But I have no control over which client receives which IPv6 address.
If you use SLAAC, then you have little control over how they are assigned. There are still some addresses left in the segment, which means you can use a few static addresses for individual hosts and let the rest have automatically assigned addresses.
There are times when I want to identify and/or bandwidth manage certain clients, so I'd like to know who has which IP address.
The router knows which MAC address each IPv6 address is used by. So if the router has proper support, it should be able to manage all of this by MAC address rather than by IP address.
If I turn off RA and switch to IPv6 DHCP can I accomplish this by handing out certain IPv6 IPs to certain DUIDs?
Also how do I advertise the IPv6 DNS server? In my Mikrotik I can set it up so I can have clients query the Mikrotik router for DNS, but I'd like to have the clients go directly to an IPv6 DNS server. How can I configure the Mikrotik router to give out that info?

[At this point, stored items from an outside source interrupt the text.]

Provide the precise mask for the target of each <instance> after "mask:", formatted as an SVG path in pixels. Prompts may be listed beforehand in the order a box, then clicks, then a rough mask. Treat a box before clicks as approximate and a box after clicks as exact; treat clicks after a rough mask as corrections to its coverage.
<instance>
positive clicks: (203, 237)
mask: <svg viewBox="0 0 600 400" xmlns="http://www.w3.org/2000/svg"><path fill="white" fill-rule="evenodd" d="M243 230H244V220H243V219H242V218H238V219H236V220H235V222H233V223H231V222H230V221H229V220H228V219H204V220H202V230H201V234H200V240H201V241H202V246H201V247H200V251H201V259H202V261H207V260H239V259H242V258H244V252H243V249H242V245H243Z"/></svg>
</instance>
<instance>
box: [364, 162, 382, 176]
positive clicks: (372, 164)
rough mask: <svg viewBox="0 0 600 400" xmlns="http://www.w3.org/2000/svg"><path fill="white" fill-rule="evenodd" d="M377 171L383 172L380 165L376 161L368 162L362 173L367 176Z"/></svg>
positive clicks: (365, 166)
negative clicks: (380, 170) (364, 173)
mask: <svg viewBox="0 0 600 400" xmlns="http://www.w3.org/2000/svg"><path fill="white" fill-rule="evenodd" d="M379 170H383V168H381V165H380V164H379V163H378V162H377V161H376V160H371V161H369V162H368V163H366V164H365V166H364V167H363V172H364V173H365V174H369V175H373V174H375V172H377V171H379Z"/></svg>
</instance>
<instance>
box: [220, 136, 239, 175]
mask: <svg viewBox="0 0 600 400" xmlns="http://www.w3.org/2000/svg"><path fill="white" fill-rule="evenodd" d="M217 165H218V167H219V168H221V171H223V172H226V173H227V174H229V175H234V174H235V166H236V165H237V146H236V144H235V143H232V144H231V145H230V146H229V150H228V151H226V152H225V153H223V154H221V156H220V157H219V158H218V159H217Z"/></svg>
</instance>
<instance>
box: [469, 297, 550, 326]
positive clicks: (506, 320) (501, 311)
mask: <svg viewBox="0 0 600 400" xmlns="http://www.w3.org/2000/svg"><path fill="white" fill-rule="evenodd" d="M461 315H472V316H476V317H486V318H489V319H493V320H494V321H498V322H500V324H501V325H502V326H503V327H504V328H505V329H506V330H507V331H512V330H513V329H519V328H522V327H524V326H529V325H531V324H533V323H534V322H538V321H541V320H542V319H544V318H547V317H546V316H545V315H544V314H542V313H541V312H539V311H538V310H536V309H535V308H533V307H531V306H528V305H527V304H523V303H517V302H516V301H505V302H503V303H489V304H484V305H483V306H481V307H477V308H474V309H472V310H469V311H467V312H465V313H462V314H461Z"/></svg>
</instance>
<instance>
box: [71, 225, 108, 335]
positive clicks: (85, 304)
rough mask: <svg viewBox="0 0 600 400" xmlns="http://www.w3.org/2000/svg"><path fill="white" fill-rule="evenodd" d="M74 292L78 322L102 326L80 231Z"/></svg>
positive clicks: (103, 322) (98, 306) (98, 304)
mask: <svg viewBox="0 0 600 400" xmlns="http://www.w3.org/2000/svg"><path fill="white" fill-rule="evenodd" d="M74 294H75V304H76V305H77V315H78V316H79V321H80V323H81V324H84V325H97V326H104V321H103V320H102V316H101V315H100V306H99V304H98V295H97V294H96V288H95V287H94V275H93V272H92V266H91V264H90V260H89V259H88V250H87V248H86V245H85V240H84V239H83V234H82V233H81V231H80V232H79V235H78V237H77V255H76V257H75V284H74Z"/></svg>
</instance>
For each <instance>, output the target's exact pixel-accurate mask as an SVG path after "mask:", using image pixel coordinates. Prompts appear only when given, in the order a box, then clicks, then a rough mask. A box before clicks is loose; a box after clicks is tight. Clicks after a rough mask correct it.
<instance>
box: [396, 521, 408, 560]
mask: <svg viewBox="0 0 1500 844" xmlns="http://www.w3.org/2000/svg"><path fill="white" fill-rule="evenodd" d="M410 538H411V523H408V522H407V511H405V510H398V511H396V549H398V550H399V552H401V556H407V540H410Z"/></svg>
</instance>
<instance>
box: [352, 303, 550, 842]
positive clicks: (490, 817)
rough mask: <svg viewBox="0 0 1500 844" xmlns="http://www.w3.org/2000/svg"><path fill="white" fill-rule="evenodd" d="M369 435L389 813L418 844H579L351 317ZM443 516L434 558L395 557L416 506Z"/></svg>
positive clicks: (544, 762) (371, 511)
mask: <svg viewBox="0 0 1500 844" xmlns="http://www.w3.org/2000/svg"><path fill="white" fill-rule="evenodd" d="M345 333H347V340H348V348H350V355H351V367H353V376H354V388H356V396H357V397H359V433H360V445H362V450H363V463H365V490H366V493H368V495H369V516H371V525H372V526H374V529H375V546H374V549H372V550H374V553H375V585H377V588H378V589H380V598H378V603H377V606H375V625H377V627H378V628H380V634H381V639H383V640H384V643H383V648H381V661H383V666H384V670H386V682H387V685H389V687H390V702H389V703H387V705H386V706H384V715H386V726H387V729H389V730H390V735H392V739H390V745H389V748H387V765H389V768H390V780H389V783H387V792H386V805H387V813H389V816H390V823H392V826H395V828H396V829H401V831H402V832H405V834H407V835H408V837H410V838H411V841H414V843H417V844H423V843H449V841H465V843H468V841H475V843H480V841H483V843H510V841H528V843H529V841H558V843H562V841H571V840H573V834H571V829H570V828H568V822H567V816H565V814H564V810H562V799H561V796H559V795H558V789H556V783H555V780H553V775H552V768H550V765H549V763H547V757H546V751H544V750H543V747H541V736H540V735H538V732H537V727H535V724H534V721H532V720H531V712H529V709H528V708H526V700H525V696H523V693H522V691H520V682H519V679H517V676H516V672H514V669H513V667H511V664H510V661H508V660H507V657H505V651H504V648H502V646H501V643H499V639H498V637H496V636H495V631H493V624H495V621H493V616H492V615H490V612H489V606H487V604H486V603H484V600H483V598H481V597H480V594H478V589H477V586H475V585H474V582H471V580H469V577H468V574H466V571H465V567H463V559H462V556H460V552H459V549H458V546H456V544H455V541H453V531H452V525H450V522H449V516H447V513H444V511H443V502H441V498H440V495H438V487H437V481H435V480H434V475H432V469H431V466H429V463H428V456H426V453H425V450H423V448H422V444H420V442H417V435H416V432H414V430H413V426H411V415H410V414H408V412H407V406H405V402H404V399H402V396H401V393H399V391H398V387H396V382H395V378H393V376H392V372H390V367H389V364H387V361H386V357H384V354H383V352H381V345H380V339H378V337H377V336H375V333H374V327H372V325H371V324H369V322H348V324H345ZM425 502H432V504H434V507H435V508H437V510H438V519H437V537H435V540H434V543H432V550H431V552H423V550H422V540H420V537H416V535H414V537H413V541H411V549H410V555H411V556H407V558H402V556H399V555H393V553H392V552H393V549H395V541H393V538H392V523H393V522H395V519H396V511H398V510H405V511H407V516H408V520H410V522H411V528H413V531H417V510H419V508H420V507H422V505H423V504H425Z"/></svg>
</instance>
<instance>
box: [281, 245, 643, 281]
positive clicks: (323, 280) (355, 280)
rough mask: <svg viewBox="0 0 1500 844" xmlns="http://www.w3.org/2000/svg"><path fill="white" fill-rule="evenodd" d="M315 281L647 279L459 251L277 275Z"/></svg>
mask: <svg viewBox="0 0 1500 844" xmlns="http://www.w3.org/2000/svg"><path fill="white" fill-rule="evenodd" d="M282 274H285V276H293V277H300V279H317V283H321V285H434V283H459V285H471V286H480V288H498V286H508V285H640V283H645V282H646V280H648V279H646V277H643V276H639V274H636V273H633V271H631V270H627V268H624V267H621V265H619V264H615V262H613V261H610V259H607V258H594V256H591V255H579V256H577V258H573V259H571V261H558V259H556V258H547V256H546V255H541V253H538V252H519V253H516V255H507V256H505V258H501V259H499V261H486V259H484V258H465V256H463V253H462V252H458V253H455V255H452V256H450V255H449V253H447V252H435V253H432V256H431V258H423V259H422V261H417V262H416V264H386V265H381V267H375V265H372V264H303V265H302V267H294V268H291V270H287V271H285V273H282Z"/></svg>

There are a few different ways it can be configured.
- Static configuration without any RA or DHCPv6. This would require you to manually configure each host.
- RA and SLAAC with no DHCPv6. Addresses are assigned either by MAC address or randomly. It is decided by each host, which method to use. You have little control over it. IPv6 address of DNS servers can be included in RA options, but this option may not be supported by everything yet.
- RA, SLAAC and DHCPv6. You can use SLAAC to assign addresses and query a DHCPv6 server just for some additional static configuration information, such as list of DNS servers.
- RA and DHCPv6. SLAAC is only meant for /64 networks. If you make your prefix longer than /64, SLAAC is disabled. (I think there is also a way to disable SLAAC on /64 prefixes. But if you don't want SLAAC, there isn't any major drawback from using a longer prefix). With SLAAC disabled you can use DHCPv6 for assigning addresses.
I'm not sure if you can combine SLAAC and DHCPv6 assigned addresses on the same segment. There certainly are enough addresses in a /64 to allow for both, but I am not sure if there is a way to let each host know, which of the two it is supposed to use.
And lastly, when I configure the Mikrotik's IPv6 DHCP client it doesn't seem to get a DHCP lease from HE. Is that normal?
The tunnel link is supposed to be statically configured, so there is no need to use RA, SLAAC or DHCPv6 on that link. I don't know if HE is going to respond to router-solicitation or DHCPv6 requests, if you do send them over the tunnel. I have never needed to send any of those on any of my tunnels.
Only ::1 and ::2 are mentioned as having a specific purpose on the tunnel link. AFAIK the entire range from ::2 through ::ffff:ffff:ffff:ffff is treated identical by the tunnel server. But the ::2 is pinged to verify that there is actually a tunnel endpoint responding.